Rita Nyilas: "When learning the discrimination task we used, spatial coding of corridors first develops in the hippocampus. However, parallel to learning reflected in behavior, the more general spatial representation was gradually supplemented by a corridor-specific, discriminative pattern of neural activity. Surprisingly, cells showing selective activity also appeared in the representation of the non-rewarded corridor, meaning that an abstract, context-dependent code developed in the hippocampus.
When the color and pattern of one of the corridors were unexpectedly changed, i.e., when the context of the already learned task was suddenly altered, the neural code was rearranged very quickly in line with the rapid decline in performance of the mice, but not only in the hippocampal representation of the new corridor, but also in that of the unchanged corridor. This suggests a hierarchical neural mapping of the task, characterized by the rule at the top level, followed by the corridor and then the position. When the rule changes, the other two codes, which are present together in the activity of the cells, also change.
In our third type of experiment, we did not change the type of corridor pair used for the already learned task, but unexpectedly and without warning moved the reward from one corridor to the other. The mice were slower to notice this change in context, so the change in representation also took longer to occur. In this case, too, the activity pattern of the hippocampal neurons changed in line with the behavioral change.
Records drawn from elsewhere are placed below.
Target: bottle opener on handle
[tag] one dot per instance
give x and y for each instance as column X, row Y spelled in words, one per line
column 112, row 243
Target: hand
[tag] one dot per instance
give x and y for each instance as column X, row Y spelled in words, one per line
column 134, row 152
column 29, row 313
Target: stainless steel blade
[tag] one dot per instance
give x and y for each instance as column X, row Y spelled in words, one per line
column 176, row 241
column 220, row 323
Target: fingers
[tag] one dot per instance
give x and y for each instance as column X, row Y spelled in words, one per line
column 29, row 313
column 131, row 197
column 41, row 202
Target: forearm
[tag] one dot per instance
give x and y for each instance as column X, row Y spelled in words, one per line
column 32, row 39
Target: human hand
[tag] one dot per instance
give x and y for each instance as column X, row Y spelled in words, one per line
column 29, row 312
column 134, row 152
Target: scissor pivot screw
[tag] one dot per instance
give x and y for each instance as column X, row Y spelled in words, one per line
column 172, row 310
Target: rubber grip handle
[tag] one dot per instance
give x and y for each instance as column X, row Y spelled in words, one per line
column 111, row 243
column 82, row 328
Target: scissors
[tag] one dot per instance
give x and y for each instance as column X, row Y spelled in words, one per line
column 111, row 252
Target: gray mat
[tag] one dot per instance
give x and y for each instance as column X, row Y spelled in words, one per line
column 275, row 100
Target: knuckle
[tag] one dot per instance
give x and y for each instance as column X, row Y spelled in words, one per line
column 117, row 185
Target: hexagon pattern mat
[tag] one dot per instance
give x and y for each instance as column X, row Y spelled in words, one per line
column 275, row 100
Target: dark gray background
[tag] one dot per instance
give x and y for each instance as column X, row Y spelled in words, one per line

The correlation between behavior and hippocampal neural activity was well demonstrated by the fact that after the reward was moved, when the mice tried in vain to find water in the corridor that had been rewarded before the change, the activity pattern of the nerve cells was more similar to the representation before the change than during the correct searches with the changed strategy."
The results therefore suggest that cognitive rigidity and the inability to adapt to new circumstances are caused by well-defined neural processes. This raises the possibility that the neural processes underlying cognitive decline could also be investigated in the future.